As a part of our series called ‘Five Things I Wish Someone Told Me Before I Became A CEO’ we had the pleasure of interviewing Rip Pruisken.
Rip is the CEO and co-founder of Rip Van, a snack brand creating convenient, better-for-you foods. The company’s signature product, the Rip Van Wafel, is a low sugar take on the traditional Dutch stroopwafel. It has exploded in popularity and is now sold at Whole Foods, Albertsons, Costco, Sprouts, Meijer, Starbucks, and many other retailers nationwide.
Thank you so much for joining us in this interview series! Before we dig in, our readers would like to get to know you a bit more. Can you tell us a bit about your “backstory”? What led you to this particular career path?
While in college I, like many other students, was trying to figure out what I wanted to pursue as a career. I came to the conclusion after taking a number of different classes that I didn’t want to become an academic, doctor, engineer, or an economist. I then decided to give consulting & banking a try but after two summer internships realized that I didn’t want to pursue those career paths either. I was quite puzzled at the time and decided to spend some time alone to really reflect and try and get some clarity. As an Italophile, I thought it would be fun to get away in Italy, so I parked myself in Perugia, a little town an hour away from Florence. While in Perugia I visited a local bookstore and I bought a few books that happened to be about entrepreneurship because those were the only available books they had in English.

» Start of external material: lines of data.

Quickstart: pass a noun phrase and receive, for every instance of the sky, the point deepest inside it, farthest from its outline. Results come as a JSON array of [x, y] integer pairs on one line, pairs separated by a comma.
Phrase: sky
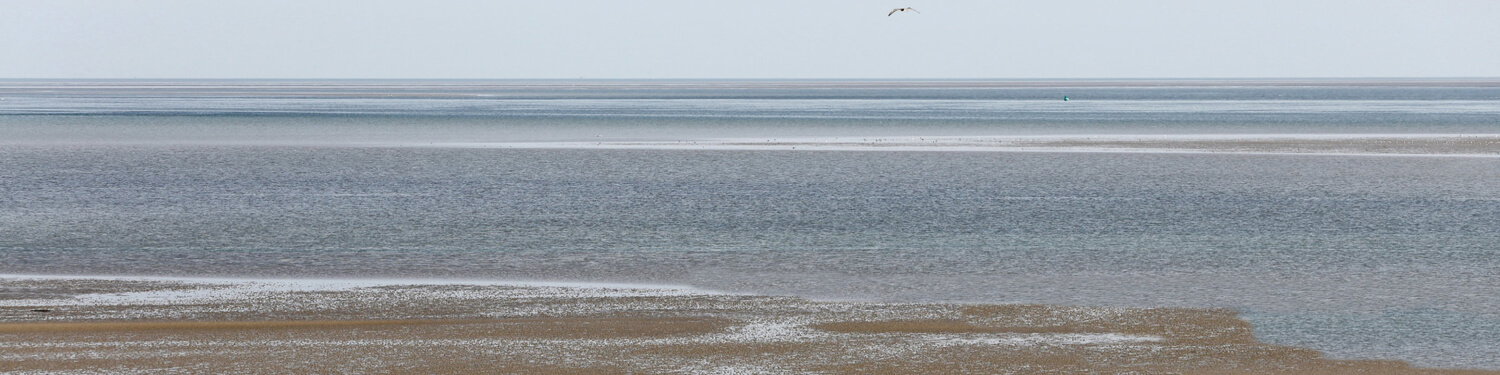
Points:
[[749, 39]]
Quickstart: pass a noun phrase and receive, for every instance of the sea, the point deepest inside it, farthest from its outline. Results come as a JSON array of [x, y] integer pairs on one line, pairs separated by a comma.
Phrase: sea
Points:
[[1355, 255]]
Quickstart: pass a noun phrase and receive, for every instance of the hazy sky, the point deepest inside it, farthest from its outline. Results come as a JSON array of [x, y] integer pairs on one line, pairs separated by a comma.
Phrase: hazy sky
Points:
[[747, 39]]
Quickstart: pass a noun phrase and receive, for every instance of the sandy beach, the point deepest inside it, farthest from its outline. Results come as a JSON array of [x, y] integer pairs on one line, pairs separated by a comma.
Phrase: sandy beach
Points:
[[243, 326]]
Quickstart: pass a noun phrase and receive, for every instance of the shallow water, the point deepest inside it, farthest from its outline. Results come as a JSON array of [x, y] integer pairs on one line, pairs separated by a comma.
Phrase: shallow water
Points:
[[1370, 257]]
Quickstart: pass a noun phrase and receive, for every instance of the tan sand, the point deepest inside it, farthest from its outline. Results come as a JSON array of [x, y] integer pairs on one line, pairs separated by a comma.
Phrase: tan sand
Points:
[[507, 329]]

Reading these books really opened my mind; I realized that I could sustainably pursue my childhood passion for “invention” as a career by starting and building a business. Inventing products and selling them successfully would enable me to invent more products and so forth.

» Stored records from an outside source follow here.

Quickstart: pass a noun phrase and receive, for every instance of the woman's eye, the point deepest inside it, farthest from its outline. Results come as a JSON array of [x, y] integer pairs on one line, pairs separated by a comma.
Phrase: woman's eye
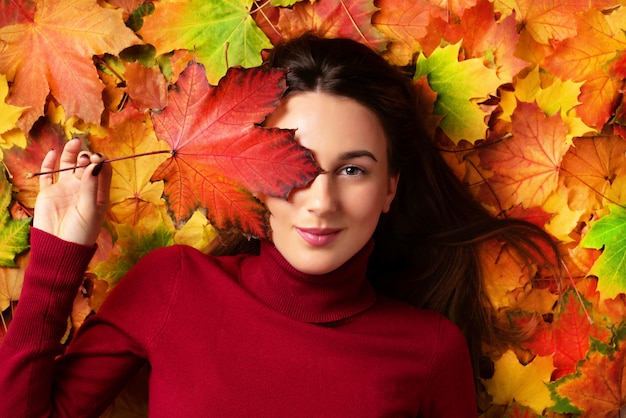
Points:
[[352, 171]]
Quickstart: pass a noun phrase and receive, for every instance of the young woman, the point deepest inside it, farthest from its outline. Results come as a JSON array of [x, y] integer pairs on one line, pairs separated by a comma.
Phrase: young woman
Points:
[[298, 329]]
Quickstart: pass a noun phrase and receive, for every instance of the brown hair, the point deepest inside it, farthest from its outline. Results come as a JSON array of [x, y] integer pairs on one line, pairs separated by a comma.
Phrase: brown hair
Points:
[[427, 246]]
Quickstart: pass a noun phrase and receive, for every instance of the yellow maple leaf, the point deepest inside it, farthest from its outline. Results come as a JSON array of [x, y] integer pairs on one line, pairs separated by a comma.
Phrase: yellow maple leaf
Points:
[[544, 20], [459, 85], [10, 135], [197, 232], [53, 54], [8, 114], [552, 95], [524, 384], [132, 193]]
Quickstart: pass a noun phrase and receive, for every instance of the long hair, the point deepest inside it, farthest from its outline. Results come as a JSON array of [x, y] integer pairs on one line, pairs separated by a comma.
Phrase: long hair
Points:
[[427, 245]]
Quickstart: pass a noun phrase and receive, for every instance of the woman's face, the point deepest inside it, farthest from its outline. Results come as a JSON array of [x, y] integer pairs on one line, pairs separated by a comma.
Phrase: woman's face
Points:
[[321, 226]]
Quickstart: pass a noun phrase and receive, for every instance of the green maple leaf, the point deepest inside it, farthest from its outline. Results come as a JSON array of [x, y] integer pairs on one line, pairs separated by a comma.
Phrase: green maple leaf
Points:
[[13, 232], [459, 85], [609, 234], [133, 242], [222, 33]]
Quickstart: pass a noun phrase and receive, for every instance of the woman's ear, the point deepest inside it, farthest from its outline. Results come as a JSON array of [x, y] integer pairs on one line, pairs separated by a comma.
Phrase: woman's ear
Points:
[[391, 192]]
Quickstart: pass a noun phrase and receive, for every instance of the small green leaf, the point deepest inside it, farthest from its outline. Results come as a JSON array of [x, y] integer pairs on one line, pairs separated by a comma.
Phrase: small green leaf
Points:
[[609, 235], [459, 85], [13, 232]]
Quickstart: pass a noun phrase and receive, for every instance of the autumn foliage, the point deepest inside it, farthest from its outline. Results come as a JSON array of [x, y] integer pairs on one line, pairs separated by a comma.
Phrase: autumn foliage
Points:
[[524, 98]]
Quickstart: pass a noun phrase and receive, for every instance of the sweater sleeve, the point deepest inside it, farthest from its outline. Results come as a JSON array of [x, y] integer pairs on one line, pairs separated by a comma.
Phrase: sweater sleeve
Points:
[[451, 381], [35, 378]]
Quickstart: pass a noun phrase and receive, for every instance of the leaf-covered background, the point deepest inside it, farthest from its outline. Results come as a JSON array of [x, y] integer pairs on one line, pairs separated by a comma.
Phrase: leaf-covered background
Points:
[[524, 98]]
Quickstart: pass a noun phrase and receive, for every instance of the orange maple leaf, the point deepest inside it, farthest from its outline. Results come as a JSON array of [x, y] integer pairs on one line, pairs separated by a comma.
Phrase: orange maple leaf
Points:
[[44, 136], [220, 157], [586, 57], [526, 166], [133, 196], [598, 389], [332, 18], [589, 169], [52, 53], [545, 20], [405, 23], [494, 41]]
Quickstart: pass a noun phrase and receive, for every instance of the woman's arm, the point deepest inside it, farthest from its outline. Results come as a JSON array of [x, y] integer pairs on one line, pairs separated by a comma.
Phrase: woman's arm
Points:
[[68, 217], [451, 382]]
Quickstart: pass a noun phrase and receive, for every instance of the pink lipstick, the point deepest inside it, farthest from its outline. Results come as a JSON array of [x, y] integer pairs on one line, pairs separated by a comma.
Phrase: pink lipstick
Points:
[[319, 237]]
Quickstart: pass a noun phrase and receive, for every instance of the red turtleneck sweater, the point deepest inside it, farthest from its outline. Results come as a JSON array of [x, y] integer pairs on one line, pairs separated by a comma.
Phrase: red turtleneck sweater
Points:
[[229, 337]]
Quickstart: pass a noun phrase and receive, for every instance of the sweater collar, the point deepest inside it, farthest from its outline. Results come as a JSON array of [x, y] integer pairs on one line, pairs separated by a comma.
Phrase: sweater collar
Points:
[[324, 298]]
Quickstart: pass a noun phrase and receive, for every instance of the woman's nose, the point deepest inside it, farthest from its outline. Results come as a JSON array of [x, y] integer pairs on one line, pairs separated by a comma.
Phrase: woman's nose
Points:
[[320, 197]]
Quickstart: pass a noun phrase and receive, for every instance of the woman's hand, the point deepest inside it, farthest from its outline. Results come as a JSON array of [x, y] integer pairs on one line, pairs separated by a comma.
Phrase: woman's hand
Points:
[[73, 208]]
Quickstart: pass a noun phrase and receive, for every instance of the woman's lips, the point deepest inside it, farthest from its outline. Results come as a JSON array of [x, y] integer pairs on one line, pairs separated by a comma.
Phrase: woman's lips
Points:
[[318, 237]]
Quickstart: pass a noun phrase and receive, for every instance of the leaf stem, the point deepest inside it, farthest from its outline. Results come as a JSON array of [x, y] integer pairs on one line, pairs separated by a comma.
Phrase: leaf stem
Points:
[[144, 154]]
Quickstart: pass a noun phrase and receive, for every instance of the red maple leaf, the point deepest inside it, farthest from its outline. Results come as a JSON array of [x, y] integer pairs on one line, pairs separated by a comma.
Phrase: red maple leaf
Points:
[[526, 166], [567, 336], [220, 157]]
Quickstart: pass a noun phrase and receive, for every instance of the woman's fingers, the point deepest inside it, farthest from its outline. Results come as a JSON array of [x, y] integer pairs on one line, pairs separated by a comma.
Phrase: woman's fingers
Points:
[[47, 165], [69, 157]]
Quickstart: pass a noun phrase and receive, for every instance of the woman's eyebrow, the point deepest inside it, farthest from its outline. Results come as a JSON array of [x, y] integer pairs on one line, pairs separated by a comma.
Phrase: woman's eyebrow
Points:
[[356, 154]]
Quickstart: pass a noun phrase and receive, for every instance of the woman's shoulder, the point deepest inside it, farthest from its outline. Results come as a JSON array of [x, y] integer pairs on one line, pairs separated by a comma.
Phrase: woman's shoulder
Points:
[[417, 324]]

Going back to college, my final year, I was convinced that I wanted to start a business and I remembered my friends loving stroopwafels (my favorite dutch treat I grew up eating in The Netherlands) when I brought them to campus my freshman year. After doing some market research I realized that stroopwafels were not widely available in the US at the time and arguably tasted better than most cookies in the US. With a $7 billion US cookie market, bringing stroopwafels stateside seemed like a great idea, so we started making them in our dorm room at Brown University. It wasn’t long before we started selling them to local cafes and other colleges. Eventually, we ramped up to stocking them in some of the best-known tech companies’ cafeterias (like Google), before moving into noteworthy retail locations like Starbucks, Costco, and more. We’re now in over 20,000 retail locations and I couldn’t be more proud of how far we’ve come.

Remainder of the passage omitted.